B.Otis   Gladys, vai a chiamare Virginia..

Mary     (entrando) Virginia non c'è più! E' sparita!

B.Otis   Domattina chiamerò Lord Canterville, avrò di

    che lamentarmi. Ma adesso, cerchiamola...?

Robin    (entrando improvvisamente)Anch'io cerco una persona.

Tutti    Il Lord?

Robin    Oh, tenchiù!

Escono tutti, torna la musica del tango, rientrano i due ballerini più affiatati che mai...

William  Segnorìta...No às tienìdo màs, una muciàcia

    y caloròssa, y  spèssial...Anche se non sono un     fantasma...Me puèdo..Maridàr?

Ahra G.  Sì, hòmbre! Da tòdo el mùndo, te attièndo..

    E pàr tòdas la vìda, te trattièngo... (escono)

Simon e Virginia entrano dalla parte del pubblico, si tengono per mano, salgono sul palco come rientrassero in casa.

Virginia Mi ha fatto bene uscire un po',camminare al    chiaro di luna; tu sarai abituato.

Simon    Alle cose belle ci si abitua facilmente.

    Mai invece, a restare da solo e a non dormire.

Virginia Che sciocchezza, non devi fare altro che

    spegnere la candela e chiudere gli occhi.

Simon    Non dormo da trecento anni. Da trecento anni non dormo, e mi sento così stanco...

Virginia Caro vecchio fantasma, non hai ancora trovato un posto dove andare a riposare?

Simon    Al di là del bosco dei pini, c’è un piccolo

giardino dove l'usignolo canta tutta la notte e la fredda luna di cristallo, lo protegge con lo sguardo.

Virginia Ma, stai parlando del Giardino della morte!

Simon    Si (pausa)La morte significa, riposare sotto

    la soffice terra bruna ed ascoltare il silenzio.

    Dimenticare il tempo; ed avere finalmente pace.

(pausa)Promettimi di non essere triste se un giorno,  chiamandomi, non ti risponderò; tu potrai   cercarmi là, perchè l'amore ti accompagna sempre e l'amore, è più forte della morte.

Esce il fantasma esce spegnendo le candele e lasciando

Virginia da sola, le amiche la raggiungono.

                      CANZONE

        

        

LA PENDOLA SUONA LE OTTO                  

Luci a tutta scena. Entra Jack con la tuba in mano.

        

Jack B.  Cosa è successo questa notte, nessuno saprà

mai. Del fantasma si è persa ogni traccia e la vita al castello di Canterville stà tornando normale. Gli Otis stanno partendo per America!

Jack resta in scena, entrano Gli Otis e le amiche di Virginia, tutti con le valige pronte. Manca Virginia.

B.Otis   Ma dov'è andata Virginia?  Benedetta figliola...

Lucrezia E' ancora giù, in giardino. Vedrai che arriva.

Entrano i Canterville

Lord C. Bene, signori? E' arrivato il giorno dei saluti, (chiama)Servitù?

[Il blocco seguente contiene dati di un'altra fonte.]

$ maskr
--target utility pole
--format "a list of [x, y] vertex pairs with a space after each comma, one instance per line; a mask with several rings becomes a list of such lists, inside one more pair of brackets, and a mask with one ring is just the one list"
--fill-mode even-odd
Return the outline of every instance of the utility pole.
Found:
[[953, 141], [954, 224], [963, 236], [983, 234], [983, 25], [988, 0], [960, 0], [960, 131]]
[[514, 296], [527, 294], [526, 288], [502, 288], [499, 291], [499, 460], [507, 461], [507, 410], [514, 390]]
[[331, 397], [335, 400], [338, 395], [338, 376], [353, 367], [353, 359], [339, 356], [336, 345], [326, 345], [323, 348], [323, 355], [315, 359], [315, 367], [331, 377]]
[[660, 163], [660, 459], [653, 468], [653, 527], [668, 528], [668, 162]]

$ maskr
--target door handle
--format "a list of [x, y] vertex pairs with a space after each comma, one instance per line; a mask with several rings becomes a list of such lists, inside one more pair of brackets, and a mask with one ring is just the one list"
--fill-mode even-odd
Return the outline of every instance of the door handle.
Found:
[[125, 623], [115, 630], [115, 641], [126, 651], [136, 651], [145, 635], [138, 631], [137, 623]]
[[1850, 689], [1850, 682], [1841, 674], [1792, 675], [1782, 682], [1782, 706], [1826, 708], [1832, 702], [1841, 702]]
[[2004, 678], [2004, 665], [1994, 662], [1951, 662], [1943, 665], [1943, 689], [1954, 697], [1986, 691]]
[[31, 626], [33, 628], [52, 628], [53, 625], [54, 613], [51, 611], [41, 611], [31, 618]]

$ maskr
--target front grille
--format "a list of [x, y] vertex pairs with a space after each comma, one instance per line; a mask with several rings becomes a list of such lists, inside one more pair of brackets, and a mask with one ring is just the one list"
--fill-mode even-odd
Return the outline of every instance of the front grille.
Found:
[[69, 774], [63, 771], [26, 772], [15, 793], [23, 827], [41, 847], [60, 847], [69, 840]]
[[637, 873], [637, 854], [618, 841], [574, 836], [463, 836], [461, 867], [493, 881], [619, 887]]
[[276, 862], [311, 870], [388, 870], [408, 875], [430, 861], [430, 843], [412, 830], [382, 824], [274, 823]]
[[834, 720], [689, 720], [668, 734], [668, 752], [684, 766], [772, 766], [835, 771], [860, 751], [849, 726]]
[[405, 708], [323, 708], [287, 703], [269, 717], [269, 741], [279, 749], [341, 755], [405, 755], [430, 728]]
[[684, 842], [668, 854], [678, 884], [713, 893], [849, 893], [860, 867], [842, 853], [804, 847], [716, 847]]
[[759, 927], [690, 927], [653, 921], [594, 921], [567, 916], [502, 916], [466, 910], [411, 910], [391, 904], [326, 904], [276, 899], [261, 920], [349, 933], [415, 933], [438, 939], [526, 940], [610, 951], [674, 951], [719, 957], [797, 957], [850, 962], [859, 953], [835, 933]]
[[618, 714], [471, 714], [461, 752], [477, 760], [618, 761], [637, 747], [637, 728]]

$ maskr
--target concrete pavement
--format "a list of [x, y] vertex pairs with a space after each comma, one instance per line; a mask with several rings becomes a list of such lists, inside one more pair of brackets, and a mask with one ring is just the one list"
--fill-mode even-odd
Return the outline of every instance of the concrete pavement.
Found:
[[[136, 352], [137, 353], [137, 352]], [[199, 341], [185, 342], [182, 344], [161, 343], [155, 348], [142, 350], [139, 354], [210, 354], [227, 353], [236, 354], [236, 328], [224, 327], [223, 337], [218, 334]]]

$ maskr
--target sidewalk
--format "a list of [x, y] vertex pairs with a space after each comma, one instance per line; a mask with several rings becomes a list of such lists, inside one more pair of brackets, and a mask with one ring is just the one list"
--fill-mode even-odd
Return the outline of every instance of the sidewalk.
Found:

Entra Carlotta, Jack il Becchino, William e finalmente il Guardiaboschi.

Lady C.  Signor Benjamin, Lucrezia. Penso di interpre-

    tare il sentimento di tutti noi, nel ringraziarvi

    per aver scelto il nostro castello per il vostro    soggiorno inglese. Siamo sicuri che porterete a casa un piacevole ricordo.

B.Otis   Lady Canterville, siamo noi che dobbiamo    ringraziarvi di tutto...Fantasma compreso!

William  Certo, è merito del fantasma di Canterville

    se siete venuti quì, ed è sempre merito suo se io,

William Barn sposerò vostra cugina Miss Ahra Ghost. Muciacita!

Ahra G.  (entra danzando)Mio fantasma...Che Hombre.

Robin    E' proprio per il fantasma che la cercavo   Lord, volevate qualcuno che lo imitasse bene? Eccomi qua!Ne avete ancora bisogno?

Tutti    No!!

Robin    Ah, tenchiù..

Entra Virginia, le amiche le si avvicinano.

Virginia Andiamo ragazze, NewJork ci aspetta...

Carolina La pioggia è in arrivo e i corvi, sono     pronti...Molto bene...Partiamo...

Maggiord. (entra dal fondoteatro )....Aspettate!

Lord     E' il nuovo assunto al posto di William...

Si avvicina a Virginia, è Simon con un fiore.

Maggiord. Un attimo solosignorina, lo porti con sè.     L'ho raccolto in un piccolo giardino al di là

    del bosco dei pini.

Virginia     Mi avete fatto paura, sembravate un fantasma.      Grazie, siete gentile e non lo dimenticherò.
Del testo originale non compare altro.